Impending Splendor

Today is my son’s 5th birthday.

I called him early this morning and he said, “Guess what Mama? It’s my birthday.” I laughed, thinking back to the conversation I had with Anna. She said, “Why do these kids think this is only a monumental day for THEM?”

We laughed and laughed. “Yeah,” I agreed. “Like our lives didn’t change forever that day too!”

“I was cute and skinny before that day!” she joked.

“I was free and easy before that day!” I added.

My baby told me that his grandma bought him two slip n slides for his birthday. I sent him a book. My Mama will probably get him a video game or something when he gets back to Miami.

I miss my boys.

I remember five years ago I was on that delivery table. All of my friends were there, Mimi, Jenny, Sharon and their Daddy was there too. If you don’t have kids you don’t understand what it means to just do or die.

When it’s time to push, it’s time to push and there’s no way out. You can cry and whine and try to get up and go home but unless you buckle down and face that pain, you won’t ever feel relief. Kinda feels like where I am right now. The painful part is knowing that my kids want to be back with me and I am unable to take care of them due to my own actions. The relief will come when I can pick them up from the airport and take them with me to our new home, complete with a nanny and house servants and a fine, smart man with glasses.

For a minute there I doubted my ability to be a full time Mom again. But I want to. I need to. I need to give them the gift of me and I need to reap the benefits of all of those years of hardship. I didn’t struggle with them not to see the reward. My boys will be back with me and I will be able to take care of them for the rest of their childhood. It’s just taking a minute…that’s all. Ain’t nobody helping me but God. The little blessings here and there keep me from starvation while I stand behind the principles that I believe in. And I stand behind God’s word that if He gave me the vision for it, He has equipped me for it and it will come to pass, regardless of who believes in my dream.

Why can’t I be a regular person who just sits and reads blogs all day while collecting their paycheck? Why do I require more?

I write as though no one will read this. I release my thoughts for me, though they seep out into the world and affect mindsets and cause emotional outbursts.

I ain’t trying to incite a riot or be a role model, I was just looking for a little spot to be me. That’s why I created this blog. I just wanted to write and be me and then people started peeking in and it made me a little uncomfortable at first but then I figured…they don’t know me. And even if they did…I don’t owe anyone any explanations for the path I choose for my life. My life is MY LIFE. I pay the consequences. I reap the benefits of the seeds I sow. I feel the pain, no one else.

I still fantasize about living lavishly after profiting from giving my gift, though for some reason, those dreams are less frequent.

On the forefront of my mind is staying at peace with myself throughout all of the criticism and advice giving. I promise, I have NEVER been given so much pressure/advice before in my life, when I never even asked for it. This shows concern but it also annoys me because…Dude…I only value advice from someone who is living the type of life that I hope to live.

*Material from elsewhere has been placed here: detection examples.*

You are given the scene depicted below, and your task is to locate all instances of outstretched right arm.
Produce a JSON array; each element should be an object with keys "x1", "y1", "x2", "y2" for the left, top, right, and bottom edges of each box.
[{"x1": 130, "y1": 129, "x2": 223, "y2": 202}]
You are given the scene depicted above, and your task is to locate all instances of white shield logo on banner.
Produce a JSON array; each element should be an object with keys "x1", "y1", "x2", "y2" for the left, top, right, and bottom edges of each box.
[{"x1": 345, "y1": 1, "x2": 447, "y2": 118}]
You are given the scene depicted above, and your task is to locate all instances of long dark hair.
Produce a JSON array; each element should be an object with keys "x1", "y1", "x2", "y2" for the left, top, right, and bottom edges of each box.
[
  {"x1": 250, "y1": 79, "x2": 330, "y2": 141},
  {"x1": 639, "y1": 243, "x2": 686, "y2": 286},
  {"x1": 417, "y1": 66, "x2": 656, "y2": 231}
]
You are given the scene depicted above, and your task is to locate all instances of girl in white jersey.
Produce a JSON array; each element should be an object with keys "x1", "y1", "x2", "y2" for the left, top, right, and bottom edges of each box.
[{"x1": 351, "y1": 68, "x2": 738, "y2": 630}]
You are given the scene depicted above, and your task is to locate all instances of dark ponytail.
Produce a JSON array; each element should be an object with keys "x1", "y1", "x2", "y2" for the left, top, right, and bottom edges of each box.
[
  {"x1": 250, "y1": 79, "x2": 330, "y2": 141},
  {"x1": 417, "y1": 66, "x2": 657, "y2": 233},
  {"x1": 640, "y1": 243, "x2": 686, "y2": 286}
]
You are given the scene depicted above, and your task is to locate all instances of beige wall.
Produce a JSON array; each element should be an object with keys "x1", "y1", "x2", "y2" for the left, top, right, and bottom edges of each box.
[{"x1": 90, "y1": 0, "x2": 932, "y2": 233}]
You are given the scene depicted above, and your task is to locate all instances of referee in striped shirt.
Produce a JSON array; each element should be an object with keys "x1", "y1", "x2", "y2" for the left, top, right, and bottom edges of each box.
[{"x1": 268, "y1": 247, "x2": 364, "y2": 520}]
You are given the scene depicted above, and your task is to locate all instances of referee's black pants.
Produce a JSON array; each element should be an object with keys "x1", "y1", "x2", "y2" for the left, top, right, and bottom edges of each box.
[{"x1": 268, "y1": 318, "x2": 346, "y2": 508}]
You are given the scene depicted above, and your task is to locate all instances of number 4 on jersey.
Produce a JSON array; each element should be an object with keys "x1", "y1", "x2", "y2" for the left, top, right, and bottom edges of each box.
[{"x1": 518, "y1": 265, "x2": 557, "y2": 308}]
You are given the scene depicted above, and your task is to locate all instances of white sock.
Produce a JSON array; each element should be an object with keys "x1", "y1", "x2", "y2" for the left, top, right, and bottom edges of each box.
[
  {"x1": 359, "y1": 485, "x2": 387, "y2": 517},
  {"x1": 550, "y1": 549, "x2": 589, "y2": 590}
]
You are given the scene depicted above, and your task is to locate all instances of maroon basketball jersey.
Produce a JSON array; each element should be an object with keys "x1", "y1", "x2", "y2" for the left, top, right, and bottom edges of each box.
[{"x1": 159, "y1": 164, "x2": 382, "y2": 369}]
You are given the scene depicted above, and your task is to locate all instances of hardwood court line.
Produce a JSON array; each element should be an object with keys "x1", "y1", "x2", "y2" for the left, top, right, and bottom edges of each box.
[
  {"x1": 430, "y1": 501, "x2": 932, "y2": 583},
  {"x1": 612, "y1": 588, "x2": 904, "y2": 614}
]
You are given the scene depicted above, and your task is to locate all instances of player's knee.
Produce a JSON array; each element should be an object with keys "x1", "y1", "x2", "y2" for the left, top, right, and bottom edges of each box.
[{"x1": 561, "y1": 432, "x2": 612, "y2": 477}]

Sometimes I want to look at people and say, “Who told you I valued your advice?” But I don’t. I politely listen as they sternly tell me what they think I should be doing and where I am going wrong. I listen, then I forget it as soon as they leave because I do not make decisions the same way others do, my mind is on another plane. Even my close friends and I think amazingly differently and I never ask my friends for advice. Not even Kim. I may ask them what they think AFTER the fact..but I usually don’t even do that. Cuz it doesn’t matter. It’s MY LIFE.

I trust myself to make the best decisions for my life and I appreciate the people who try to equip me with the toold necessary to succeed in lieu of random emotionally charged advice born out of frustration or despair.

I have no one to hold my hand so I have to be a big girl.

No success stories came before me in my family so I have to figure it out myself.

I have no one’s back to climb on after year’s of their hard work.

I have no one who has taken a vested interest in me enough to guide me along the way.

Yeah..I be fucking up, but how can I not when I’m going through completely unfamiliar territory? That’s why my heart is focused on securing the success and information necessary to be able to pull others up in the way that I wish I had been.

I haven’t found the answers yet but as I am learning to move past my failures, I promise to share the life lessons with everyone I know. I promise to care enough to teach you.

What was it that Ana left in the comments section? A quote from someone that read: I have not failed. I just found 10,000 ways that do not work.

Man…I promise you this story has a happy ending. I can’t skip over the middle part though, it will help me to appreciate the impending splendor so much more.